Let me digress a bit, because asking where you are from is very normal, even for us native North Dakotans. However, the conversation between two folks who are “from around here” is a bit different. Once I answer that I am from Maddock, (a small North Dakota town of around 500 people) I expect that the person I am meeting will know someone, who knows someone, who is related to a person from Maddock. Seriously, hardly a conversation will end without finding common ground, albeit it could be stretching the boundaries a bit because you want to eventually have some commonality with the person you just met.
That is normally not true when meeting someone from the Minot AFB. Instead, you listen intently as they share places they’ve been. To them, Minot is another change in culture, quite different from Barksdale in Louisiana or Osan in Korea. You soon learn about three letter acronyms like TDY and PCS. The commonality you have with them is Minot, North Dakota. If they have not been through a winter in North Dakota yet, conversation will revolve around what to expect. Some of us downplay the extremes of winter, others seem to want to paint a picture that would make even the most seasoned North Dakota native cringe.

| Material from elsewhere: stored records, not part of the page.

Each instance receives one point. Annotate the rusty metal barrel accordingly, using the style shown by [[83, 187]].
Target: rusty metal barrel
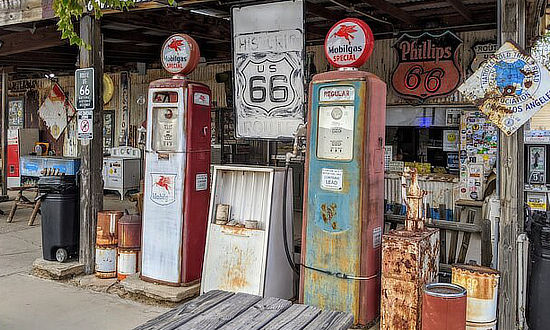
[[481, 283], [129, 244], [106, 243], [443, 307]]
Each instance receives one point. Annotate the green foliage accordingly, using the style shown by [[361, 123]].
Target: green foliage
[[68, 11]]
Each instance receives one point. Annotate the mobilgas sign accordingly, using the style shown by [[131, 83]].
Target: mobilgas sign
[[180, 54], [349, 43], [427, 65]]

If you regularly read my articles in the Northern Sentry, you know that I like to share my experiences in North Dakota, from the Badlands to the Pembina Gorge, and hundreds of places in between. This is also true of those who have made the Air Force their career choice. Many of them have been stationed at multiple bases, in countries from Germany to Japan. They begin to share what they have done, and parts of the world that they have seen and experienced. Many joined the Air Force to see the world, and that is exactly what a lot of them have done. Minot, through Minot Air Force Base is truly a melting pot of cultures, both nationally and internationally.

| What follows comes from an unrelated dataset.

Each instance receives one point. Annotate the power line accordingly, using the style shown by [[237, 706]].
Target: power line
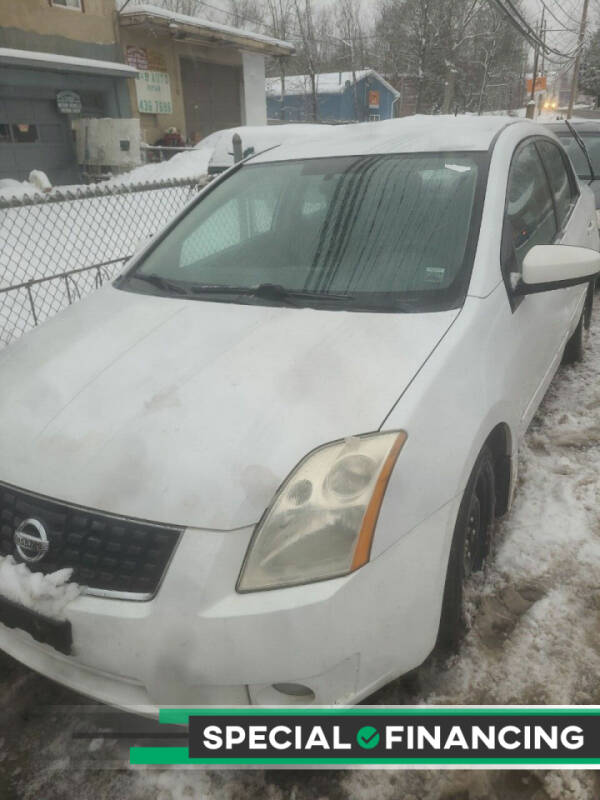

My wife and I want to tour the Blue Ridge mountain area someday. One of my Minot AFB acquaintances lived in Asheville, North Carolina. He drew me out a map, on a napkin of course, of places that we should go, and “can’t miss” attractions. I would venture a guess that if there was someplace, anywhere in the U.S. or even the world, that you want to go, there would be someone at Minot AFB who has been there. Of course, you can’t just stand at the gate and interview people entering and leaving the base to locate that person who may have been to Greece (just a suggestion). My point is that having Minot Air Force Base as part of our community certainly gives us a unique opportunity to learn from others. On the flip side, don’t be afraid to share those out of the way locations with those you meet who are assigned to Minot Air Force Base. A napkin at a coffee gathering works perfect as a make-shift map.

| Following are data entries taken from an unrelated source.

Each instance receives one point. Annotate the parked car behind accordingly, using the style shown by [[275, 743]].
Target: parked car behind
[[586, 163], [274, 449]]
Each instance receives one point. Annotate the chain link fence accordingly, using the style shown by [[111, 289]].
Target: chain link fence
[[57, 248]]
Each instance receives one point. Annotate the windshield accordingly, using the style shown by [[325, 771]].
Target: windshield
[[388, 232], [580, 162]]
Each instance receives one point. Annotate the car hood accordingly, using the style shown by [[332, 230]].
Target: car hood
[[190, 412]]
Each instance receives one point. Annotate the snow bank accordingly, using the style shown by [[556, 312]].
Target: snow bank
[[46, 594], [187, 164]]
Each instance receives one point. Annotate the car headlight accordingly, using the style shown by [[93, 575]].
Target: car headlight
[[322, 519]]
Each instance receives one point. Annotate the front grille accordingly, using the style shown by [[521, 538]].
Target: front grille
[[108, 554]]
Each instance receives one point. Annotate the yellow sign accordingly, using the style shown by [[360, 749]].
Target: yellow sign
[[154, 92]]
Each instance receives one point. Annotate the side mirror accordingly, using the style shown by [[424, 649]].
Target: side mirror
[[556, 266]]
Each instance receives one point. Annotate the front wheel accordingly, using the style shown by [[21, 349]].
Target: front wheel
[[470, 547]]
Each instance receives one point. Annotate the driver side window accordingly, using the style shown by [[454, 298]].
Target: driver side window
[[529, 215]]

Finally, let’s not dwell on extremes. Every climate has them. Too much rain, too much heat, too much-well you get the point. There are times in North Dakota when there is certainly too much wind, and there are times when there is too much cold. And yes, there are times when you mix wind, cold and snow together and you get a blizzard. But one blizzard does not a winter make. There are days when a North Dakota winter is truly beautiful. Ice fishing is a great outdoor adventure. But how can you ice fish, if you don’t have ice.
The opportunity to learn is out there, folks. So, let’s seize it, and embrace it.
Best Kept Secret
I don’t often talk about restaurants, because there are so many “great” restaurants. However, I rarely drive through Stanley, North Dakota, without heading downtown for a Whirl A Whip at Dakota Drug. The secret to Whirl A Whip is that it takes any of your favorite flavors, mine happens to be Reese’s Peanut Butter Cups, and blends them into hard ice cream. Those other places do something similar with soft serve ice cream, but Whirl A Whips are so much better.
Next time you’re headed for Stanley, or maybe just make a special trip, make sure to allow a few extra minutes for a Whirl A Whip! You won’t be disappointed.
Be good to your parents. They did all they could to provide for you long after you ceased being adorable and fun to be with.